Today, in my driveway, an ungainly apparatus appeared. Wheeled out of my neighbours’ garage, where it had lain in secret for several days, our family basketball goal now dominates our front approaches. (There isn’t much competition.) As is well and proper, our car has been banished to the curb. For the first time since I was 17 at Mom and Dad’s, I have a hoop at my house and, thanks to clever cranks and levers, I can still grab the rim. Thanks, Sam!

Samuel Justice – Number Four Son in your program, tied for first in my heart – turned six today, and we’ve honoured it with a home court. We got through three big brothers without one, somehow. Most often, there just wasn’t a driveway where we lived, but the main reason was that I was the local high school coach and community hoops maven. I had keys to the gym. The older guys got all the basketball they wanted; Ben and Dave were done with competition by grade 10, and Will put down his ball after three years on the high school varsity. We’ll see how long Sam keeps at it. I try to care less, and it seems to work.

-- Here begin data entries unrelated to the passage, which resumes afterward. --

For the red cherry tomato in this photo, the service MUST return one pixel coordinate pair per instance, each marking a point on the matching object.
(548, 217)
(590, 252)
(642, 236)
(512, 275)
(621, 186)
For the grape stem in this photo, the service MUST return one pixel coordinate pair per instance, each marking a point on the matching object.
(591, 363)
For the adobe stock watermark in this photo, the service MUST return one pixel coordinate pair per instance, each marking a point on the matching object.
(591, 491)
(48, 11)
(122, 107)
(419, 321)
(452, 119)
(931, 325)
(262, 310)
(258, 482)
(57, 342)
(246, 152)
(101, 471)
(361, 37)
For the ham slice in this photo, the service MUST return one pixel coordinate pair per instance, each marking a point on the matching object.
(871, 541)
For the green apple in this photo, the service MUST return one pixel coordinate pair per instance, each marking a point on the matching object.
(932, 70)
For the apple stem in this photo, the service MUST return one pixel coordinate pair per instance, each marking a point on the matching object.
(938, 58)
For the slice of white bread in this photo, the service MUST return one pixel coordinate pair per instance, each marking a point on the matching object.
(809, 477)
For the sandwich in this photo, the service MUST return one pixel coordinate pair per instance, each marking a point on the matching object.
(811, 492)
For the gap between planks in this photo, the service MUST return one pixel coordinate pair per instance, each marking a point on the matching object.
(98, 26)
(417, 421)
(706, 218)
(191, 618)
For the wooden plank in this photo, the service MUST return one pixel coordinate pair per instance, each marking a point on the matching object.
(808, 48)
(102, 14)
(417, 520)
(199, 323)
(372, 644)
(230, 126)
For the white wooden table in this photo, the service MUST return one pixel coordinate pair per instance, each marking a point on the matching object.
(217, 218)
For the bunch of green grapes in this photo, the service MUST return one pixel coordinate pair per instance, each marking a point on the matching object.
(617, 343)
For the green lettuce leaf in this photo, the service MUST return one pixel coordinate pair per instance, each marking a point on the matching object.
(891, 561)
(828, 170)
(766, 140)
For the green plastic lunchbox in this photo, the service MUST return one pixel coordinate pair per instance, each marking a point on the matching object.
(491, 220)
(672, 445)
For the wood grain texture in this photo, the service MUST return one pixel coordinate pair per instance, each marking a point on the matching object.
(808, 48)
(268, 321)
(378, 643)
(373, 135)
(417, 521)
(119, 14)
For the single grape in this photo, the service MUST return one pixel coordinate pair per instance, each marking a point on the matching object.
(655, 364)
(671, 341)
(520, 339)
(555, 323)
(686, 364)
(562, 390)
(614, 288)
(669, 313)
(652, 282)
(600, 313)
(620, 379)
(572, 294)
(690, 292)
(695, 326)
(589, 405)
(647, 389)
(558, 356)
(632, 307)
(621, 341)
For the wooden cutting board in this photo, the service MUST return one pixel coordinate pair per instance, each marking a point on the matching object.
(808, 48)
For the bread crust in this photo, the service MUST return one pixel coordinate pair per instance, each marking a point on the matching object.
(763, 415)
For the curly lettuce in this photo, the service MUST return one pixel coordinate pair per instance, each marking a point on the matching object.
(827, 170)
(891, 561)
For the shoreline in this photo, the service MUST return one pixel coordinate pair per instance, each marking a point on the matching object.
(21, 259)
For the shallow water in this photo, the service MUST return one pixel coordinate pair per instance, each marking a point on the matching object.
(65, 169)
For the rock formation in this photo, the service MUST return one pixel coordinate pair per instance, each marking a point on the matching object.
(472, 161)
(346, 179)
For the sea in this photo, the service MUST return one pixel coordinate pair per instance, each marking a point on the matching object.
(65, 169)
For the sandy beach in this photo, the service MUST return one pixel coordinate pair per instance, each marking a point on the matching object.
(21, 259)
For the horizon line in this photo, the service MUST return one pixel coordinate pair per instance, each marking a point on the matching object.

This week, he’s going to the Olympics. He has a crazy energy and my-way stubbornness that feels athletic: a long way from coachable, but who needs that when he’s six and just wants to play? His travelling, quadruple-dribbling and truly eccentric version of one-on-one is a blast to play because he laughs the whole time. (He madly chuckled, too, throughout the goofy hockey games on our Tiny Perfect Backyard Rink™ last winter.) He’d rather shoot the ball like his buddy from Sunday school than the way silly old Coach Dad suggests, and he’s so proud when he makes that string music. Thank you, Mr. Naismith! Fathers and sons and driveway hook shots have to be the reason your game was invented. (Either that, or to feed Latrell Sprewell’s family.)